Is your feature request related to a problem? Please describe...

In wssecurity, the certificate is not contained within KeyInfo, instead KeyInfo only contains a reference to the BinarySecurityToken element, which contains the certificate.

Therefore the current getCertFromKeyInfo function can not be used to retrieve the certificate when wssecurity is used.

The BinarySecurityToken is also not inside the Signature element, so traversing to parents from the KeyInfo element is not possible.

Describe teh solution you'd like...

getCertFromKeyInfo currently only gets the KeyInfo node, but it should also be passed the Security element when wsssecurity is used.
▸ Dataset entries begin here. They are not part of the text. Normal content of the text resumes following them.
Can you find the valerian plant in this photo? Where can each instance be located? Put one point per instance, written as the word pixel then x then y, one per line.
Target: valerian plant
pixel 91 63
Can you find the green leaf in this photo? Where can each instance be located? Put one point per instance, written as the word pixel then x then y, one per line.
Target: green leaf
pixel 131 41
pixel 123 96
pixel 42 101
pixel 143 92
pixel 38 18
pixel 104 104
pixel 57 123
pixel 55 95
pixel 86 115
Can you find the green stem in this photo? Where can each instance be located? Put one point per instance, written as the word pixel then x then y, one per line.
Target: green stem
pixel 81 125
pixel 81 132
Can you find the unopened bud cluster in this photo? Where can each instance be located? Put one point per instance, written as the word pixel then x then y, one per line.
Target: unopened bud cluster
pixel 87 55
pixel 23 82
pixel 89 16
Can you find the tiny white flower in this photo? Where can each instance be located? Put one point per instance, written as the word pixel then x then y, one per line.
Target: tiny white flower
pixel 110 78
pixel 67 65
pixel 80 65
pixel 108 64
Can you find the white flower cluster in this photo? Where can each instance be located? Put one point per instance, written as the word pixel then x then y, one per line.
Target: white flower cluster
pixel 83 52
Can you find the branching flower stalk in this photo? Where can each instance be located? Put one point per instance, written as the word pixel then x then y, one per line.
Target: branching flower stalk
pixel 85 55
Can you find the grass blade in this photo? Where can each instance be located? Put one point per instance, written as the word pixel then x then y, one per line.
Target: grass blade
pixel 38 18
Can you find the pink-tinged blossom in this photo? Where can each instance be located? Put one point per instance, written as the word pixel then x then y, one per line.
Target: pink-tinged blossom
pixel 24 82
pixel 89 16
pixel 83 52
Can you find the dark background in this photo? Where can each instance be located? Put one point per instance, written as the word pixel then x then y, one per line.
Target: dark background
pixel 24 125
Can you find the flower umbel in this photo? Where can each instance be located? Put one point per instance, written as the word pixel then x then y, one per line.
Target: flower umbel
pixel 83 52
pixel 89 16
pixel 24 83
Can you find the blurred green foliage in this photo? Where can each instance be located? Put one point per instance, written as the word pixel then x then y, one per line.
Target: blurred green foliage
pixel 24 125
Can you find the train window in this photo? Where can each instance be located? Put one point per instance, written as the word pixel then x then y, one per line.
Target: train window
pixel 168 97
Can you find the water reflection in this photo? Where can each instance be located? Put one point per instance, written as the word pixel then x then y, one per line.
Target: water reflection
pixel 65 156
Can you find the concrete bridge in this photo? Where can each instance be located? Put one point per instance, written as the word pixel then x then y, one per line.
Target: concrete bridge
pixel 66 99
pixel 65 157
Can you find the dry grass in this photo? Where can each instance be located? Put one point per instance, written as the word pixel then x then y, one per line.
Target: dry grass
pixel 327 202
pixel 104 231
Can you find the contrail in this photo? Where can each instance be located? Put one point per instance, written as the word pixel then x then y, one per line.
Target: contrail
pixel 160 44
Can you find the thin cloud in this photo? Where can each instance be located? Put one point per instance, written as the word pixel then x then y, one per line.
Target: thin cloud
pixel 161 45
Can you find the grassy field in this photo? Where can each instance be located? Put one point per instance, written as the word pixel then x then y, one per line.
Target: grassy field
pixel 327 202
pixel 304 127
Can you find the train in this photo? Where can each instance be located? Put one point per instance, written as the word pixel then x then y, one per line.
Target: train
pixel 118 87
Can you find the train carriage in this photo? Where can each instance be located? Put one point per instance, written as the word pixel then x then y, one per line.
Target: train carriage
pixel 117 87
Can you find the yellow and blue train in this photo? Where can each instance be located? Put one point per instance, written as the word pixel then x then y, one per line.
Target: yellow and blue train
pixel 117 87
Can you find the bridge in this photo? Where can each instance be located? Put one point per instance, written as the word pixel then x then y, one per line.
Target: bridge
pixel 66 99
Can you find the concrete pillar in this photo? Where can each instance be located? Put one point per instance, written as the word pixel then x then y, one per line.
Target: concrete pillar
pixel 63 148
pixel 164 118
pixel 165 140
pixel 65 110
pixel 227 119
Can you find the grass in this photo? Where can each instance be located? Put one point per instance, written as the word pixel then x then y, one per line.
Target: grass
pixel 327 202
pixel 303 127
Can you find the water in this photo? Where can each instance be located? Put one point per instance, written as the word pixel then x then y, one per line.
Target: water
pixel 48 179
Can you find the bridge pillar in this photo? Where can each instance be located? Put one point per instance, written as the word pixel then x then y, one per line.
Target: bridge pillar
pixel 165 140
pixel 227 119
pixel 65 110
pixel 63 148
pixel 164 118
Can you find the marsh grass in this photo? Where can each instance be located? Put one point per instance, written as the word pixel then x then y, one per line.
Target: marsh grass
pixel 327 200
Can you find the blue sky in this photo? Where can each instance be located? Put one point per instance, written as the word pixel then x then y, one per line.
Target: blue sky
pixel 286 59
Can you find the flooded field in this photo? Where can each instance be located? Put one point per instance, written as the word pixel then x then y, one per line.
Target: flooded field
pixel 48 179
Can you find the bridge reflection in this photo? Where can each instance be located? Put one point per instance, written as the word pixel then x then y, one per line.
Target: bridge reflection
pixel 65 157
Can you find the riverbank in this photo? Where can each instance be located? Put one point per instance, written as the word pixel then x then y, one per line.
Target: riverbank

Alternatively, the root xml node should also be passed to getCertFromKeyInfo

xml-crypto/src/signed-xml.ts

Line 267 in 0ed7ab2

const key = this.getCertFromKeyInfo(this.keyInfo) || this.publicCert || this.privateKey;

Most simple solution would be:
const key = this.getCertFromKeyInfo(this.keyInfo, doc) || this.publicCert || this.privateKey;

Describe the alternatives you've considered...

Parsing the xml outside the library and injecting the BinarySecurityToken into the SignedXml publicCert property

[cjbarth]

This seems reasonable. If possible, please reference the spec on this and feel free to put up a PR that will do this. It seems that if the doc is being passed, then this.keyInfo wouldn't also be needed, but I'll wait for commenting until I see what code solution you have in mind.